Chairman , MBBS, MD, DM
35 Years of Experience
Gurgaon , India

  • Currently associated as a Chairman of Division of Medical & Paediatric Oncology, Haematology & Bone Marrow / Cell Transplant at Medanta Hospital, Gurgaon.
  • Expertises are Treatment of organ specific cancers, Leukemias, Lymphomas and Cell Transplantation.
Top 10 Oncologist In india

Dr Hari Goyal

23 years of experience
Gurgaon , India

  • Dr. Hari Goyal has work experience in the best Cancer Centers in India. His influence extends too many prominent oncologists which have become pioneers in their industry.
  • He has contributed to the field of cancer chemo through his clinical trial research.
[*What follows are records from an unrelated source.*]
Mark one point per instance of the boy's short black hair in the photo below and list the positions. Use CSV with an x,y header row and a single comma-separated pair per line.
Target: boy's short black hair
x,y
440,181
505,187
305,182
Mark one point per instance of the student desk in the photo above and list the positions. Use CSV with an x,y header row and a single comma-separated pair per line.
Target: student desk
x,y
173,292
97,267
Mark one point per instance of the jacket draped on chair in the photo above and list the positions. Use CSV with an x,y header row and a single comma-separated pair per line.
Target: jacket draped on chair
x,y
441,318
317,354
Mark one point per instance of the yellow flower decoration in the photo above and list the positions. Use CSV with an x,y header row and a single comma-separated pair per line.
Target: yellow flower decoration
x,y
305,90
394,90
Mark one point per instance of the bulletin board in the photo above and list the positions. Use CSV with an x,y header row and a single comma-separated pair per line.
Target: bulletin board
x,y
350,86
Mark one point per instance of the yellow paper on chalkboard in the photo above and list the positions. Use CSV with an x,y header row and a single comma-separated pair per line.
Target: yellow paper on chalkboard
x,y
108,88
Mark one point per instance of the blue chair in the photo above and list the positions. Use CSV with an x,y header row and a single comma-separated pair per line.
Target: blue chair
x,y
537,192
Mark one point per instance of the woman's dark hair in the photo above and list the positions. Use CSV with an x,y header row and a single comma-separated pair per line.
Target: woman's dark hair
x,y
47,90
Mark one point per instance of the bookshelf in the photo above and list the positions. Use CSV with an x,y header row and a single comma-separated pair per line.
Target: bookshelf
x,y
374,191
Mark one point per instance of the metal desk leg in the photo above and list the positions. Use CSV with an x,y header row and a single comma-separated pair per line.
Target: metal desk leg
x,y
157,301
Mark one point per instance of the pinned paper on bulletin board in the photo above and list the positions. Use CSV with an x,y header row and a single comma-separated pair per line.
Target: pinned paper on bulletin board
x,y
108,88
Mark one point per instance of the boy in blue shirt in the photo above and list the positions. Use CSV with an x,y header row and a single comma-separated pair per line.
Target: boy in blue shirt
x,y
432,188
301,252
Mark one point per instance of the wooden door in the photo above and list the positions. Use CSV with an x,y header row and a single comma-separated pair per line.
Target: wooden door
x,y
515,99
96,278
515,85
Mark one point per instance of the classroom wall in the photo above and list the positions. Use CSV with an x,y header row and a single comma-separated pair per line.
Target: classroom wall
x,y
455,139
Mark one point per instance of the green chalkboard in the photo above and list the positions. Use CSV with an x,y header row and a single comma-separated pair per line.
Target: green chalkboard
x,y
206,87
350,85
In this way, he developed drugs that reduce the side effects of anti-cancer chemotherapeutic agents.

Which are the best cancer hospitals In India?

Fortis Hospital. Best Shoulder replacement surgery In India

Established in : 2001
Multi Specialty

Fortis Hospital Gurgaon is the flagship hospital of Fortis Group, it is one of the leading healthcare destination providing world-class integrated services to the community at large. Spread over the sprawling landscape of 11 acres with the capacity of 1000 beds, Fortis Gurgaon brings together an outstanding pool of doctors, assistants and medical staff to treat patients.

Naryana Hospital

Established in :
No. of Beds: 211
Multi Specialty

Narayana Superspeciality Hospital is located close to DLF Cyber City and the Delhi – Jaipur Highway; it is a world-class medical facility catering to the healthcare needs of the NCR region. Backed with latest medical infrastructure and proficient medical professionals, the hospital represents Narayana Health’s commitment to quality medical care and patient service.
The Hospital is a state-of-the-art facility; with expertly planned and well-equipped sections, including a spacious OPD area and comfortable patient rooms which allows the hospital to cater to both In-Patients and Out-Patients in equal measure. It is a medical facility providing international standard treatments.

Medanta Hospital

Established in : 2009
Number of Beds : 1250
Multi Specialty

Medanta hospital Gurgaon is one of the top hospitals in india. It is India’s largest multi-super-specialty hospital matching the highest standards of healthcare delivery across the world. The hospital has been founded by Dr. Naresh Trehan a cardiac surgeon who has envisioned with aim of bringing to India the highest standards of medical care along with providing integrated healthcare services to the patients and excellent services in clinical services, research, training, and education.

Artemis Hospital,Best Shoulder replacement in India

Established in : 2007
Number of Beds : 400
Multi Specialty

Artemis Hospitals in Gurgaon was established in 2007 with a mission to deliver world-class healthcare procedures. It is a multi-specialty hospital offering a wide array of medical care services spread across 9 acres, is a 400 plus bed.